Leading Up to the Decision That Seemed Huge at the Time: Why I Dropped Out of College

I knew college wasn’t going to get me where I wanted. See, I wanted to be free; I never wanted a corporate job or a slow and mediocre climb to semi-success.

I wanted to travel, work when I wanted, and achieve goals that I set myself, not that were set for me. Quitting college seemed like the only logical option! However, dropping out of school for some reason just seemed like the biggest decision.

I had no idea it was possible to make passive income and live anywhere, until I read a few fundamental articles that shifted my perspective. I’m grateful for them to this day, and you too can find them here and here.

At first, I didn’t even know that working for money was a dumb trade. I didn’t know people earned money while sleeping. I’d never heard of people that didn’t actually trade their hours for money. These immediately added to the reasons why I dropped out of college.

I then shifted my mindset into a new paradigm:

You don’t have to work for money.

You don’t have to go to a job, work in your business, or slave for a certain number of hours to earn money. I’m here to tell you that you simply don’t.

Yes, you must build and create, but you don’t have to sell your hours for cash.

Of all the options that exist, it’s up to you what to pursue. Just make sure to pick one thing and stick with it, until you’re successful with it!

You could create a product of your own, physical or digital, you can sell someone else’s, you can create courses that teach people, you can drive leads to a certain offer, and much more.

So… If That Was True, and This Was Possible Then What Was Next?

Well, I learned that trading time for money is one of the dumbest transactions, and this helped me start to get ahead.

This applies to business owners and employees alike. Most business owners work in their business instead of working on it.

Change that mindset by reading this book.

Now that I understood people could earn money while sleeping, reading, playing with the kids, and traveling… where did that leave me?

It left me confused, excited, and scared with massive butterflies in my stomach. I remember sitting up in my dorm room without being able to sleep, so shocked that this lifestyle was possible.

I told myself that I would have it.

It was funny because I was reading these posts, letting the possibilities seep in, and allowing my mind to wander. I was hungry for that success level and freedom. In my mind I already knew what I was going to do.

I was going to drop out and go get that.

At first, I kidded myself for a while, playing with the option of staying in school, pursuing a degree and maybe starting a service-based business for Graphic Design. But before long, my mind was made up prior to consciously accepting it, and that’s what gave me huge butterflies.

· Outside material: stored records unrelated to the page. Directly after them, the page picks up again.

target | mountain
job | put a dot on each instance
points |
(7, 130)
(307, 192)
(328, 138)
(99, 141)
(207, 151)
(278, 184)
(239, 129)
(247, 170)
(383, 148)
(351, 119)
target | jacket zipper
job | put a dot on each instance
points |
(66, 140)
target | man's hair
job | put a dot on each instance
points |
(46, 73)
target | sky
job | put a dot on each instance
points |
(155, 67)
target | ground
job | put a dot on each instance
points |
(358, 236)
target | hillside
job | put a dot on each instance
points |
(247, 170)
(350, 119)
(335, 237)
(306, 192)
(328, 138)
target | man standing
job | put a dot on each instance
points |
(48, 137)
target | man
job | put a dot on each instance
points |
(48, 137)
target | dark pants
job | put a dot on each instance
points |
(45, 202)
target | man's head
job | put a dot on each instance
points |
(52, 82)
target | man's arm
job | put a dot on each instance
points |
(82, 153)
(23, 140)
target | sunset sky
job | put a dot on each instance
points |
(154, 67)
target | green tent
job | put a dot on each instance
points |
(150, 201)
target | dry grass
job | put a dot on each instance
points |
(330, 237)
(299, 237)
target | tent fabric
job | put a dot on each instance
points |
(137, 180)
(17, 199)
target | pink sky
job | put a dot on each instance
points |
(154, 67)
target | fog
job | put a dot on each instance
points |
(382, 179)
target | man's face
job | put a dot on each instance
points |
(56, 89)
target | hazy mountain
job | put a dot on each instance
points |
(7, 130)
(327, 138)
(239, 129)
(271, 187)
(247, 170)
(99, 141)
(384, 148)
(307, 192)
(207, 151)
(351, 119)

Here are the main reasons why I dropped out of college, actually deciding to make what looked like the biggest decision of my life:

1. Dropping College Would Give Me a Head Start on Life & Business

why i dropped out of college
Why I Dropped Out of College: Because Modern School Asks Elephants & Fish to Climb Trees

Do you know how many options you have after dropping out of college? I didn’t; I just knew what I wanted.

For instance, if I could achieve financial freedom before 21, I would be stoked! I knew it was possible and made the moves to achieve that.

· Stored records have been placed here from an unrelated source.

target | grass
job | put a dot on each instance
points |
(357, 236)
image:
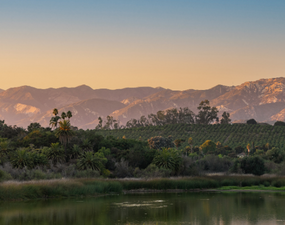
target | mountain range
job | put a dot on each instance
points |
(263, 100)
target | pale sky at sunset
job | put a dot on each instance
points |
(113, 44)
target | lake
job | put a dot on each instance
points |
(151, 209)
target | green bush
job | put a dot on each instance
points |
(254, 165)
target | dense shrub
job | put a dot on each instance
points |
(253, 164)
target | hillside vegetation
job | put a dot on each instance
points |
(232, 135)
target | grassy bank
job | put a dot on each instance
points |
(66, 188)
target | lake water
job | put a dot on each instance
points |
(151, 209)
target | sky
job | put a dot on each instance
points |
(182, 44)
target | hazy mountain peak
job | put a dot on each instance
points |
(263, 100)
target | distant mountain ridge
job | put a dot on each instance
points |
(263, 100)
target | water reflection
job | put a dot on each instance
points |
(151, 209)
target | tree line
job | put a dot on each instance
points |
(205, 115)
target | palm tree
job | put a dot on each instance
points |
(54, 121)
(64, 133)
(55, 112)
(69, 115)
(63, 115)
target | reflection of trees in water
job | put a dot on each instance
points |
(204, 208)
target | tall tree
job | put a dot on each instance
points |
(69, 115)
(64, 133)
(55, 112)
(206, 114)
(63, 115)
(190, 142)
(225, 118)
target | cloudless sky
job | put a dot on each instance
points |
(113, 44)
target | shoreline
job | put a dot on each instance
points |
(70, 188)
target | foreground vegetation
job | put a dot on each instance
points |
(92, 187)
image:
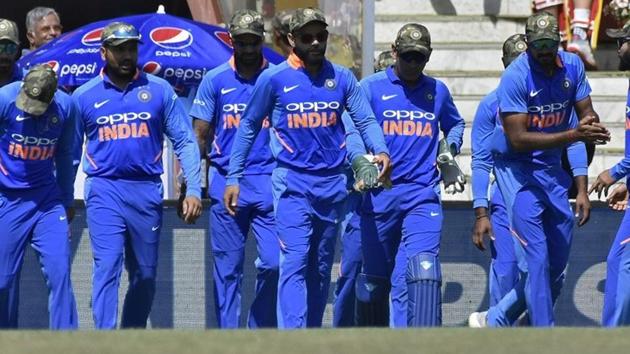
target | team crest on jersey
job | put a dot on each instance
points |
(144, 96)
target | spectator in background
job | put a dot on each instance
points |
(43, 24)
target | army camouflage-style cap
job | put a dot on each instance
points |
(117, 33)
(302, 17)
(281, 21)
(385, 59)
(247, 21)
(9, 31)
(513, 47)
(413, 37)
(38, 89)
(542, 25)
(619, 32)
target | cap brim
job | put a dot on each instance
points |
(414, 48)
(617, 33)
(29, 105)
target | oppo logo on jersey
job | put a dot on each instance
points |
(119, 126)
(31, 147)
(548, 108)
(310, 115)
(399, 114)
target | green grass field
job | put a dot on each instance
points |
(367, 341)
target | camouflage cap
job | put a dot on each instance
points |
(9, 31)
(281, 21)
(385, 59)
(514, 46)
(247, 21)
(302, 17)
(38, 89)
(117, 33)
(413, 37)
(622, 32)
(542, 25)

If I could travel the vast world as a young man, I would be so happy! I made it happen and saw 4 new countries in my first year out of the U.S.

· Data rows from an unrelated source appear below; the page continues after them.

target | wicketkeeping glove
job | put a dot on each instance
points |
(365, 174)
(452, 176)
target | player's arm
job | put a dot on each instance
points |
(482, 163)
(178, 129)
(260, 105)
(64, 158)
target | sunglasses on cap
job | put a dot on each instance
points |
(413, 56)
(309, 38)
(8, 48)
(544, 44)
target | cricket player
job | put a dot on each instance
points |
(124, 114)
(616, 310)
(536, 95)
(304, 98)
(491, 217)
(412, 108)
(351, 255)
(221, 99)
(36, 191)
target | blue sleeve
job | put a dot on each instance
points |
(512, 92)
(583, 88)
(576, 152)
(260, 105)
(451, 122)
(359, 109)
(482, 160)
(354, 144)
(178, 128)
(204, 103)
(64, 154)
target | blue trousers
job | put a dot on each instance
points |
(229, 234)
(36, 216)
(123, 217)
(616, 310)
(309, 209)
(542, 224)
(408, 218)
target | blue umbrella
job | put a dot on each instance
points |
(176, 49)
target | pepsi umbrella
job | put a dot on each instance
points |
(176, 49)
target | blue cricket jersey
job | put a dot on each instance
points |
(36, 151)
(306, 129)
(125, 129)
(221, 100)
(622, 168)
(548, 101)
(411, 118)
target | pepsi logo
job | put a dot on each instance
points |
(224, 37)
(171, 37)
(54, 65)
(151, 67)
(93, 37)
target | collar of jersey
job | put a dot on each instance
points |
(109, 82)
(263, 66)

If I could absorb all this real-world business knowledge before my peers even graduated, it would be insane!

I learned it, made residual business income, saved money, sold my first website for just under $10,000, and kept investing in my companies and myself.

See, anything that you want can be created and mastered if you’re willing to commit and be consistent with it.

The Different Learning Styles, Necessary Adaptation & Theory Vs. Application

I knew that most of the content I was learning there was just theory. This was a large reason for leaving quickly. When I took the initiative to go out and learn from Graphic Designers in the area, I learned 100x more than I was learning in class.

This proved to me that application was more important than sheer knowledge or rote memorization.

The same goes for people in business classes and majors, the information they are learning is nowhere near as valuable learning from a business owner. Someone actually making money, getting leads and clients, and raking in sales.

People think they’re learning advanced knowledge in college, but there is hardly any application. Plus, the teacher is usually an employee, not an investor or entrepreneur.

I’m not bashing college altogether; I think it’s a good place to create yourself, establish your values, and learn how to network with peers.

I just see that the more valuable business opportunities in the real world, lie in learning from actual investors, business owners, mentors and guides.

Reading is excellent, if you apply the knowledge. Don’t get me wrong; I love to read and learn.

Business study is great if you’re working in a business where you can internalize the wisdom.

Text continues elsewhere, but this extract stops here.